Another strong risk factor in this article was gestational hypertension. It is one of the most common pregnancy complications and causes of maternal morbidity and mortality. A meta-analysis confirmed that ART pregnancies had higher odds of gestational hypertension than spontaneous pregnancies [27]. The mechanism of gestational hypertension in IVF cycles remains to be investigated. A large study of nearly 600,000 mothers with ART showed that multiple pregnancies were the single most likely explanation for the increased rate of gestational hypertension [28]. Given the current findings, there is still a need to advocate for single embryo transfer to see if it can reduce the risk of gestational hypertension for IVF patients.

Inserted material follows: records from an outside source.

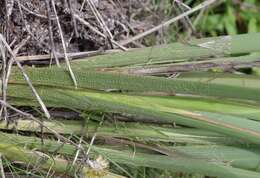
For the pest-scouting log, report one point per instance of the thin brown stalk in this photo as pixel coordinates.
(53, 51)
(63, 45)
(98, 32)
(44, 108)
(167, 23)
(100, 19)
(3, 110)
(73, 18)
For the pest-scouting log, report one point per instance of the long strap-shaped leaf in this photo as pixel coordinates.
(193, 50)
(177, 163)
(107, 81)
(152, 107)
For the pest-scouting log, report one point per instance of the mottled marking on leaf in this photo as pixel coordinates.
(222, 45)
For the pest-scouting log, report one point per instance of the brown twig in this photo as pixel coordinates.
(44, 108)
(97, 31)
(52, 49)
(63, 45)
(167, 23)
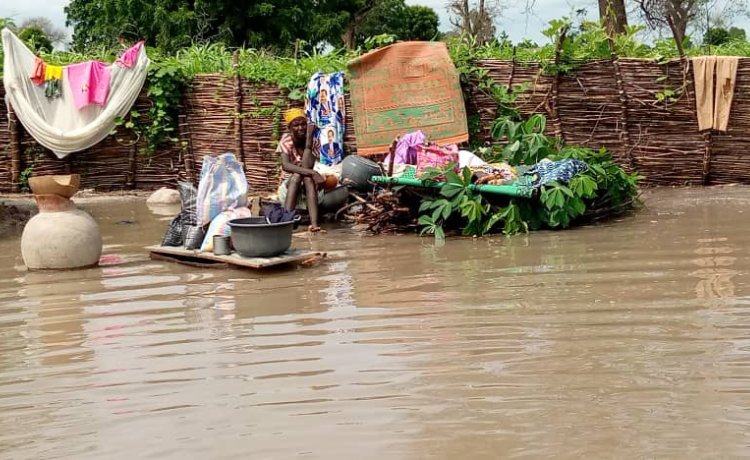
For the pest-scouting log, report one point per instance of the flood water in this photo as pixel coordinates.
(624, 340)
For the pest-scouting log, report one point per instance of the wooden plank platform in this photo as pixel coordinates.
(208, 260)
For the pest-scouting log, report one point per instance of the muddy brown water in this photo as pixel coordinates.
(624, 340)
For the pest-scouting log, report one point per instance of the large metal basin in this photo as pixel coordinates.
(254, 237)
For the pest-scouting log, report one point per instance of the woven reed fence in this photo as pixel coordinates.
(608, 103)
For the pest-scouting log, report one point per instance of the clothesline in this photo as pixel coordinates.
(76, 115)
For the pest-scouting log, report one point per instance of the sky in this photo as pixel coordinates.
(515, 20)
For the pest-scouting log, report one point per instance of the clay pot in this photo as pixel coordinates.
(65, 185)
(61, 240)
(60, 236)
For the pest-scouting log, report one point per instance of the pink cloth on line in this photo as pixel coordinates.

To the best of our knowledge, this was the first nomogram prediction model for predicting the risk of preterm birth in patients undergoing IVF cycles. We visualized the prediction model by nomogram to make it easier to understand. The points corresponding to each risk factor were obtained in the nomogram. Total points were obtained by adding five points together. The preterm birth rate based on the total points was each patient's probability of preterm birth. Furthermore, two of our five predictors were maternal factors that could predict preterm birth risk before IVF treatment. And for those predicting factors that arise during pregnancies, timely monitoring should be conducted to reduce the probability of occurrence of risk factor events to reduce the risk of preterm birth. However, several limitations of this study should be noted. First, this is a retrospective study, and the evidence is less strong than in prospective studies. Secondly, this single-center study brings about selection bias and requires further validation with data from multiple centers for external verification. Moreover, our variables came from the electronic medical records, and other relevant variables, such as the causes of preterm birth, needed to be adequately collected. Therefore, we could not stratify spontaneous and therapeutic preterm births, although there would be differences in risk factors for these two subtypes of preterm birth. Finally, the subgroup of early preterm births was not analysed, and there may be different predictors for such patients.

Conclusions

We used the female BMI, AFC, multiple pregnancy, gestational hypertension, and gestational diabetes to conduct a nomogram for predicting preterm birth rates for patients undergoing IVF cycles. This nomogram can provide a visual assessment of the risk of preterm birth, clinical consultation, and preventive advice for patients before they enter the cycles of IVF treatment.